Clinical characteristics and outcomes of 476 mantle cell lymphoma patients aged 80 years and older

Mantle cell lymphoma (MCL) is a currently incurable lymphoma subtype, with most patients relapsing after first-line therapy and a median overall survival (OS) for patients aged 70 or older of less than three years [1]. Currently, 25% of MCL patients in Sweden are over 80 at diagnosis, with no clearly established standard treatment for this age group. The number of lymphoma patients aged 80 or older is expected to double by 2040 [2]. Most studies of elderly MCL patients, however, define “elderly” as all patients over 65 or 70 years, not distinguishing outcomes for even older age groups [3,4,5,6,7,8,9]. Therefore, we believe that more detailed knowledge about the oldest MCL patients is needed.

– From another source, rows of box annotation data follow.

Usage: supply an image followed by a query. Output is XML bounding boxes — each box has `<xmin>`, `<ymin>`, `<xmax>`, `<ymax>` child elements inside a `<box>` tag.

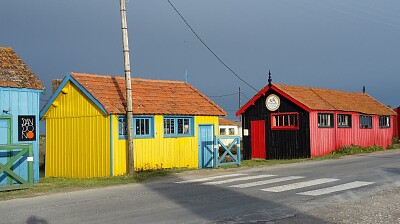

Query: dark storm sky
<box><xmin>0</xmin><ymin>0</ymin><xmax>400</xmax><ymax>119</ymax></box>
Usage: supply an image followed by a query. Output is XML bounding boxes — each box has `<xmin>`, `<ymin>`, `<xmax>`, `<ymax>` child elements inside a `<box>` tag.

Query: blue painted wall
<box><xmin>0</xmin><ymin>87</ymin><xmax>42</xmax><ymax>183</ymax></box>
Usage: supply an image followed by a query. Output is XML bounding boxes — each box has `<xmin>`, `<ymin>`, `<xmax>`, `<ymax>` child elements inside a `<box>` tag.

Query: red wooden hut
<box><xmin>393</xmin><ymin>107</ymin><xmax>400</xmax><ymax>139</ymax></box>
<box><xmin>236</xmin><ymin>76</ymin><xmax>396</xmax><ymax>159</ymax></box>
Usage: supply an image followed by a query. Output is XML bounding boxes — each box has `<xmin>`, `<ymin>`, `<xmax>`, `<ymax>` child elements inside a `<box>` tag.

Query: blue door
<box><xmin>0</xmin><ymin>118</ymin><xmax>11</xmax><ymax>186</ymax></box>
<box><xmin>0</xmin><ymin>118</ymin><xmax>11</xmax><ymax>145</ymax></box>
<box><xmin>199</xmin><ymin>125</ymin><xmax>214</xmax><ymax>168</ymax></box>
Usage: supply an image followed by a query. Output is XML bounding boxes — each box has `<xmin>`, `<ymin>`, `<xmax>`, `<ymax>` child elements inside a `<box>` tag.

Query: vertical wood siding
<box><xmin>242</xmin><ymin>90</ymin><xmax>310</xmax><ymax>159</ymax></box>
<box><xmin>310</xmin><ymin>111</ymin><xmax>395</xmax><ymax>156</ymax></box>
<box><xmin>44</xmin><ymin>83</ymin><xmax>110</xmax><ymax>178</ymax></box>
<box><xmin>112</xmin><ymin>115</ymin><xmax>218</xmax><ymax>172</ymax></box>
<box><xmin>393</xmin><ymin>107</ymin><xmax>400</xmax><ymax>139</ymax></box>
<box><xmin>0</xmin><ymin>87</ymin><xmax>42</xmax><ymax>183</ymax></box>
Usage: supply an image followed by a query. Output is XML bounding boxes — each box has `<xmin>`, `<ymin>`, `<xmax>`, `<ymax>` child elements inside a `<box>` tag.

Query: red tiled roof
<box><xmin>71</xmin><ymin>73</ymin><xmax>226</xmax><ymax>116</ymax></box>
<box><xmin>236</xmin><ymin>83</ymin><xmax>396</xmax><ymax>116</ymax></box>
<box><xmin>274</xmin><ymin>84</ymin><xmax>395</xmax><ymax>115</ymax></box>
<box><xmin>0</xmin><ymin>47</ymin><xmax>44</xmax><ymax>90</ymax></box>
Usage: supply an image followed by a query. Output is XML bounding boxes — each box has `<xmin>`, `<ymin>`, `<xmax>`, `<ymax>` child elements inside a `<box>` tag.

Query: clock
<box><xmin>265</xmin><ymin>94</ymin><xmax>281</xmax><ymax>111</ymax></box>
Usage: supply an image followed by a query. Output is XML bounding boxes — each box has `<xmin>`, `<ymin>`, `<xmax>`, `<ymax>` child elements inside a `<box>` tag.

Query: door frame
<box><xmin>197</xmin><ymin>124</ymin><xmax>215</xmax><ymax>168</ymax></box>
<box><xmin>250</xmin><ymin>120</ymin><xmax>267</xmax><ymax>159</ymax></box>
<box><xmin>0</xmin><ymin>115</ymin><xmax>13</xmax><ymax>144</ymax></box>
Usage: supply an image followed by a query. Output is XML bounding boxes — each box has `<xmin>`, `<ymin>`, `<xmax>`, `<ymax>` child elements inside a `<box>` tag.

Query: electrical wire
<box><xmin>167</xmin><ymin>0</ymin><xmax>258</xmax><ymax>92</ymax></box>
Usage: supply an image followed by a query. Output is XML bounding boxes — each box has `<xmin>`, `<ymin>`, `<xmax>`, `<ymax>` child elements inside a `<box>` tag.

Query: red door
<box><xmin>250</xmin><ymin>120</ymin><xmax>267</xmax><ymax>159</ymax></box>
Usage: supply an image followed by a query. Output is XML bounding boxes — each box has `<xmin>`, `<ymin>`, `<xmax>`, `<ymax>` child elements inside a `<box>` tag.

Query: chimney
<box><xmin>51</xmin><ymin>79</ymin><xmax>62</xmax><ymax>93</ymax></box>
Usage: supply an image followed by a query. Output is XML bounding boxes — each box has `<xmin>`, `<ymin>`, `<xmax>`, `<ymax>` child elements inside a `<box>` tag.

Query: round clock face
<box><xmin>265</xmin><ymin>94</ymin><xmax>281</xmax><ymax>111</ymax></box>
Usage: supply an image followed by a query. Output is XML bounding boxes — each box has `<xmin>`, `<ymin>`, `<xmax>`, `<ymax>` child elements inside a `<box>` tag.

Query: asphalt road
<box><xmin>0</xmin><ymin>150</ymin><xmax>400</xmax><ymax>223</ymax></box>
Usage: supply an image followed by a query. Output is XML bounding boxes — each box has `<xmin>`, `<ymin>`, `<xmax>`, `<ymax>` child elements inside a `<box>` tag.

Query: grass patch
<box><xmin>0</xmin><ymin>168</ymin><xmax>189</xmax><ymax>200</ymax></box>
<box><xmin>0</xmin><ymin>144</ymin><xmax>400</xmax><ymax>200</ymax></box>
<box><xmin>331</xmin><ymin>145</ymin><xmax>383</xmax><ymax>156</ymax></box>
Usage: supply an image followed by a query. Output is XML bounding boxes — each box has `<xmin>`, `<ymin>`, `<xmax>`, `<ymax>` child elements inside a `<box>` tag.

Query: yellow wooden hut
<box><xmin>40</xmin><ymin>73</ymin><xmax>226</xmax><ymax>178</ymax></box>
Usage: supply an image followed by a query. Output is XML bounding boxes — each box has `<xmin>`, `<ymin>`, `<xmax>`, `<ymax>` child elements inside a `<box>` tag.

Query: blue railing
<box><xmin>0</xmin><ymin>145</ymin><xmax>33</xmax><ymax>191</ymax></box>
<box><xmin>214</xmin><ymin>136</ymin><xmax>240</xmax><ymax>167</ymax></box>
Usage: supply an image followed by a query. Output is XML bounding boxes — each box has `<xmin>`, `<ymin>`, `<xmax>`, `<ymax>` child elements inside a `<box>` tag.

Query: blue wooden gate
<box><xmin>199</xmin><ymin>125</ymin><xmax>214</xmax><ymax>168</ymax></box>
<box><xmin>0</xmin><ymin>117</ymin><xmax>33</xmax><ymax>191</ymax></box>
<box><xmin>214</xmin><ymin>136</ymin><xmax>241</xmax><ymax>167</ymax></box>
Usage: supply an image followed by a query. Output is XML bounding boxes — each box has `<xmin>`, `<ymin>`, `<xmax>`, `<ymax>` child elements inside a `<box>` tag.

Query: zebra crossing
<box><xmin>175</xmin><ymin>173</ymin><xmax>374</xmax><ymax>196</ymax></box>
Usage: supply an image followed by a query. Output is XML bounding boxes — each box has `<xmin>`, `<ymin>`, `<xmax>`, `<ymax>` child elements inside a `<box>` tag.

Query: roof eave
<box><xmin>39</xmin><ymin>73</ymin><xmax>109</xmax><ymax>120</ymax></box>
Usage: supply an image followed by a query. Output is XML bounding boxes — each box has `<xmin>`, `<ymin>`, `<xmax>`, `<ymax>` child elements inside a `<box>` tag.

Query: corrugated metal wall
<box><xmin>310</xmin><ymin>111</ymin><xmax>395</xmax><ymax>156</ymax></box>
<box><xmin>0</xmin><ymin>88</ymin><xmax>42</xmax><ymax>183</ymax></box>
<box><xmin>44</xmin><ymin>83</ymin><xmax>110</xmax><ymax>178</ymax></box>
<box><xmin>112</xmin><ymin>115</ymin><xmax>218</xmax><ymax>172</ymax></box>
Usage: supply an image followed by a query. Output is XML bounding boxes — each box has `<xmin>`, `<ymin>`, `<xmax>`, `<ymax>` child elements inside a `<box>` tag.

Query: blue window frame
<box><xmin>164</xmin><ymin>117</ymin><xmax>194</xmax><ymax>137</ymax></box>
<box><xmin>118</xmin><ymin>116</ymin><xmax>154</xmax><ymax>139</ymax></box>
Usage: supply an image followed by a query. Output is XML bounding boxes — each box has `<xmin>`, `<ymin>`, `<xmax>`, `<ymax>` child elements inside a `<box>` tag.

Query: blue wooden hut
<box><xmin>0</xmin><ymin>47</ymin><xmax>44</xmax><ymax>191</ymax></box>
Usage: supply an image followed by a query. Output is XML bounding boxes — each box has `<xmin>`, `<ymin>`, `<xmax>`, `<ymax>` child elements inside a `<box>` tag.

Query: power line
<box><xmin>168</xmin><ymin>0</ymin><xmax>258</xmax><ymax>92</ymax></box>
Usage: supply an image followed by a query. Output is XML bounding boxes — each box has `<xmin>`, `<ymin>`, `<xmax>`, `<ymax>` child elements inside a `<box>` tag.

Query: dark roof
<box><xmin>0</xmin><ymin>47</ymin><xmax>44</xmax><ymax>90</ymax></box>
<box><xmin>236</xmin><ymin>84</ymin><xmax>396</xmax><ymax>116</ymax></box>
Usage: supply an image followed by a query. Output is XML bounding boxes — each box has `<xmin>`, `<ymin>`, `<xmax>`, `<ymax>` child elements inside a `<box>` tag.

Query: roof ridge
<box><xmin>71</xmin><ymin>72</ymin><xmax>186</xmax><ymax>83</ymax></box>
<box><xmin>309</xmin><ymin>88</ymin><xmax>337</xmax><ymax>110</ymax></box>
<box><xmin>275</xmin><ymin>83</ymin><xmax>363</xmax><ymax>95</ymax></box>
<box><xmin>362</xmin><ymin>93</ymin><xmax>394</xmax><ymax>114</ymax></box>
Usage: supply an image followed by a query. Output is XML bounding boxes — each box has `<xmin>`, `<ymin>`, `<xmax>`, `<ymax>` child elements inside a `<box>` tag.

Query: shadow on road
<box><xmin>144</xmin><ymin>172</ymin><xmax>329</xmax><ymax>223</ymax></box>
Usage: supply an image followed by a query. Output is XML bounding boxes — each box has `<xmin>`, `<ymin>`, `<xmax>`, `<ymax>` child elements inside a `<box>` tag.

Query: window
<box><xmin>164</xmin><ymin>117</ymin><xmax>193</xmax><ymax>137</ymax></box>
<box><xmin>133</xmin><ymin>117</ymin><xmax>154</xmax><ymax>138</ymax></box>
<box><xmin>118</xmin><ymin>116</ymin><xmax>154</xmax><ymax>139</ymax></box>
<box><xmin>118</xmin><ymin>116</ymin><xmax>128</xmax><ymax>137</ymax></box>
<box><xmin>360</xmin><ymin>115</ymin><xmax>372</xmax><ymax>128</ymax></box>
<box><xmin>379</xmin><ymin>116</ymin><xmax>390</xmax><ymax>128</ymax></box>
<box><xmin>271</xmin><ymin>113</ymin><xmax>299</xmax><ymax>130</ymax></box>
<box><xmin>318</xmin><ymin>113</ymin><xmax>333</xmax><ymax>128</ymax></box>
<box><xmin>338</xmin><ymin>114</ymin><xmax>351</xmax><ymax>128</ymax></box>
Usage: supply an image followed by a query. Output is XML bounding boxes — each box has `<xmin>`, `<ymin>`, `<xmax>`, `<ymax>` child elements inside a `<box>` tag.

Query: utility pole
<box><xmin>120</xmin><ymin>0</ymin><xmax>135</xmax><ymax>175</ymax></box>
<box><xmin>239</xmin><ymin>87</ymin><xmax>242</xmax><ymax>124</ymax></box>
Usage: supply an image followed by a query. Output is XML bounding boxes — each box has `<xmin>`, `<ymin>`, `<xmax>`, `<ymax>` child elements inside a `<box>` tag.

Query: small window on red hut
<box><xmin>271</xmin><ymin>113</ymin><xmax>299</xmax><ymax>130</ymax></box>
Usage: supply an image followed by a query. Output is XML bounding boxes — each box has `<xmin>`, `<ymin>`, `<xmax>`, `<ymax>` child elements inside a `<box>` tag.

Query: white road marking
<box><xmin>297</xmin><ymin>181</ymin><xmax>374</xmax><ymax>196</ymax></box>
<box><xmin>175</xmin><ymin>173</ymin><xmax>247</xmax><ymax>184</ymax></box>
<box><xmin>261</xmin><ymin>178</ymin><xmax>339</xmax><ymax>192</ymax></box>
<box><xmin>229</xmin><ymin>176</ymin><xmax>304</xmax><ymax>188</ymax></box>
<box><xmin>204</xmin><ymin>174</ymin><xmax>276</xmax><ymax>185</ymax></box>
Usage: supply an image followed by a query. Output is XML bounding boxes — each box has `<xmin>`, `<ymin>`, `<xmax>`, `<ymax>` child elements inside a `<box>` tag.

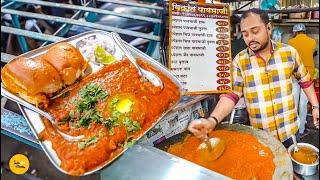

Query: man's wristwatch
<box><xmin>208</xmin><ymin>116</ymin><xmax>219</xmax><ymax>125</ymax></box>
<box><xmin>312</xmin><ymin>105</ymin><xmax>319</xmax><ymax>110</ymax></box>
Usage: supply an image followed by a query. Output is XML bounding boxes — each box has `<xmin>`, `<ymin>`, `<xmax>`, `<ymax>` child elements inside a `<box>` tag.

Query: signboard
<box><xmin>169</xmin><ymin>1</ymin><xmax>231</xmax><ymax>95</ymax></box>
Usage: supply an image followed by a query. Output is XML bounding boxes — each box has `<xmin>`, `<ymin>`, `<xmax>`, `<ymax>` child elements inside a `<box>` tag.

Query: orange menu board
<box><xmin>169</xmin><ymin>1</ymin><xmax>231</xmax><ymax>95</ymax></box>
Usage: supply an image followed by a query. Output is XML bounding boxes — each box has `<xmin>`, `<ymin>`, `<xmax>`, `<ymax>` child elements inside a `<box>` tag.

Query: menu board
<box><xmin>169</xmin><ymin>1</ymin><xmax>231</xmax><ymax>95</ymax></box>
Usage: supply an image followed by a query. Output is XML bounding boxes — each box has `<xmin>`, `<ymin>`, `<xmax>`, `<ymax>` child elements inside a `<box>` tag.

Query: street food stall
<box><xmin>1</xmin><ymin>0</ymin><xmax>318</xmax><ymax>179</ymax></box>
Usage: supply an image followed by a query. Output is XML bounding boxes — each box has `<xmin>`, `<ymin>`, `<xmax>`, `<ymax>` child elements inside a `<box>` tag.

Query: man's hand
<box><xmin>188</xmin><ymin>118</ymin><xmax>216</xmax><ymax>139</ymax></box>
<box><xmin>312</xmin><ymin>109</ymin><xmax>319</xmax><ymax>129</ymax></box>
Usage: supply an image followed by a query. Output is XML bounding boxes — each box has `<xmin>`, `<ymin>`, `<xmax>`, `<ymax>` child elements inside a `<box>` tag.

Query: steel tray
<box><xmin>1</xmin><ymin>30</ymin><xmax>183</xmax><ymax>176</ymax></box>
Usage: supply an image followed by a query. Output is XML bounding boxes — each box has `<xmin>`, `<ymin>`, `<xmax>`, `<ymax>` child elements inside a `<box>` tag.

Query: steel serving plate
<box><xmin>2</xmin><ymin>30</ymin><xmax>183</xmax><ymax>176</ymax></box>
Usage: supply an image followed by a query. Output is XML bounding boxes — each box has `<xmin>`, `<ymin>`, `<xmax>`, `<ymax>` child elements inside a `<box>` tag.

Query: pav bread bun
<box><xmin>1</xmin><ymin>57</ymin><xmax>63</xmax><ymax>107</ymax></box>
<box><xmin>43</xmin><ymin>42</ymin><xmax>87</xmax><ymax>85</ymax></box>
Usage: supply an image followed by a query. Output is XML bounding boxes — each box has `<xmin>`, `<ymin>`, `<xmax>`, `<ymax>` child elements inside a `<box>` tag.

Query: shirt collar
<box><xmin>247</xmin><ymin>40</ymin><xmax>277</xmax><ymax>57</ymax></box>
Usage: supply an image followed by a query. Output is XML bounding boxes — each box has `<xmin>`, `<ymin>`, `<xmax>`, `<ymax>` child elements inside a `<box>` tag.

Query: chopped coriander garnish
<box><xmin>78</xmin><ymin>136</ymin><xmax>99</xmax><ymax>150</ymax></box>
<box><xmin>124</xmin><ymin>136</ymin><xmax>136</xmax><ymax>148</ymax></box>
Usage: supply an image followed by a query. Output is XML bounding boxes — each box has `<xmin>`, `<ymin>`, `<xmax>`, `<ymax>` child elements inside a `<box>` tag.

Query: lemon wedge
<box><xmin>116</xmin><ymin>99</ymin><xmax>134</xmax><ymax>114</ymax></box>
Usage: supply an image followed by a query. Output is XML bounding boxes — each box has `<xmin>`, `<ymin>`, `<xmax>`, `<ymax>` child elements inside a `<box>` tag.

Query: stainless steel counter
<box><xmin>101</xmin><ymin>144</ymin><xmax>230</xmax><ymax>180</ymax></box>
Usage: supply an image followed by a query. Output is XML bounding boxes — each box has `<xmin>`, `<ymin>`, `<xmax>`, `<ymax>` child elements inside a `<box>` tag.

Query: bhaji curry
<box><xmin>168</xmin><ymin>130</ymin><xmax>275</xmax><ymax>179</ymax></box>
<box><xmin>40</xmin><ymin>59</ymin><xmax>180</xmax><ymax>175</ymax></box>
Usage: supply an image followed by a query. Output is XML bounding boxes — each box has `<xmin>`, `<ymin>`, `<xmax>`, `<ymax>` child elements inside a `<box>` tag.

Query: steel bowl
<box><xmin>288</xmin><ymin>143</ymin><xmax>319</xmax><ymax>176</ymax></box>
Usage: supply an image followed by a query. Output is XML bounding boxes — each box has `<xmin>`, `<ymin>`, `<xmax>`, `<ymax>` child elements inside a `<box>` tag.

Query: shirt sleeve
<box><xmin>232</xmin><ymin>54</ymin><xmax>244</xmax><ymax>100</ymax></box>
<box><xmin>292</xmin><ymin>48</ymin><xmax>312</xmax><ymax>86</ymax></box>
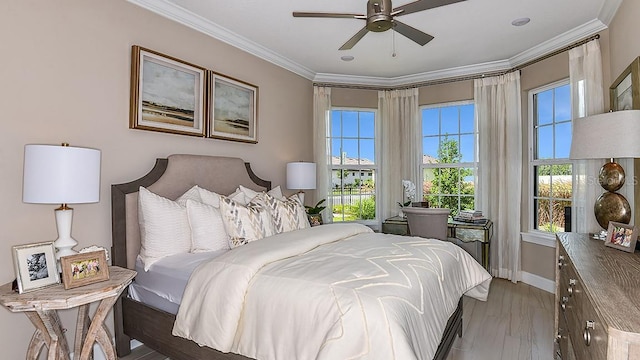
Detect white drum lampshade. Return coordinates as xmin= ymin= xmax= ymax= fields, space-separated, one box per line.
xmin=287 ymin=161 xmax=316 ymax=204
xmin=22 ymin=144 xmax=100 ymax=259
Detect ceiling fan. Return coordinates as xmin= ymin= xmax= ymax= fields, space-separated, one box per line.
xmin=293 ymin=0 xmax=465 ymax=50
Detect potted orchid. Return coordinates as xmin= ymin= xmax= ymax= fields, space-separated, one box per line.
xmin=398 ymin=180 xmax=416 ymax=217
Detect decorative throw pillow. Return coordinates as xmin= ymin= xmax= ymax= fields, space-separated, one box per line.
xmin=187 ymin=198 xmax=229 ymax=253
xmin=138 ymin=186 xmax=191 ymax=271
xmin=254 ymin=193 xmax=310 ymax=234
xmin=236 ymin=185 xmax=286 ymax=201
xmin=220 ymin=197 xmax=275 ymax=249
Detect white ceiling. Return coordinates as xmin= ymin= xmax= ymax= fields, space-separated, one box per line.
xmin=128 ymin=0 xmax=622 ymax=86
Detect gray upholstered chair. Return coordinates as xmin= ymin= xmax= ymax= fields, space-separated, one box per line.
xmin=402 ymin=207 xmax=451 ymax=240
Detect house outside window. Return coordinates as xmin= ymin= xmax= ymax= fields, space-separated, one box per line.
xmin=529 ymin=80 xmax=573 ymax=232
xmin=420 ymin=101 xmax=478 ymax=215
xmin=328 ymin=108 xmax=378 ymax=224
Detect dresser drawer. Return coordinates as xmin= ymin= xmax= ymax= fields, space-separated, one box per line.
xmin=560 ymin=266 xmax=607 ymax=360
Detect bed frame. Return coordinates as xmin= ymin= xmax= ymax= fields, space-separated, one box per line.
xmin=111 ymin=155 xmax=462 ymax=360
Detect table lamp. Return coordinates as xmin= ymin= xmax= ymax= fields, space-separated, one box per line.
xmin=569 ymin=110 xmax=640 ymax=229
xmin=287 ymin=161 xmax=316 ymax=205
xmin=22 ymin=144 xmax=100 ymax=260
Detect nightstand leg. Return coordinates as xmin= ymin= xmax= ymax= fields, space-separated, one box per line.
xmin=79 ymin=293 xmax=120 ymax=360
xmin=25 ymin=310 xmax=69 ymax=360
xmin=73 ymin=304 xmax=91 ymax=355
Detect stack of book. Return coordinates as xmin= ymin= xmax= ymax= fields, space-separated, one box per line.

Using the Swedish Lymphoma Register (SLR) and other population-based registers, we estimated progression-free survival (PFS) and OS from diagnosis, as well as concomitant disease burden, healthcare use, and causes of death, for all Swedish MCL patients aged 80 or older at diagnosis. Patients were each compared to 6–10 healthy comparators from the Swedish total population, matched for year of birth and sex.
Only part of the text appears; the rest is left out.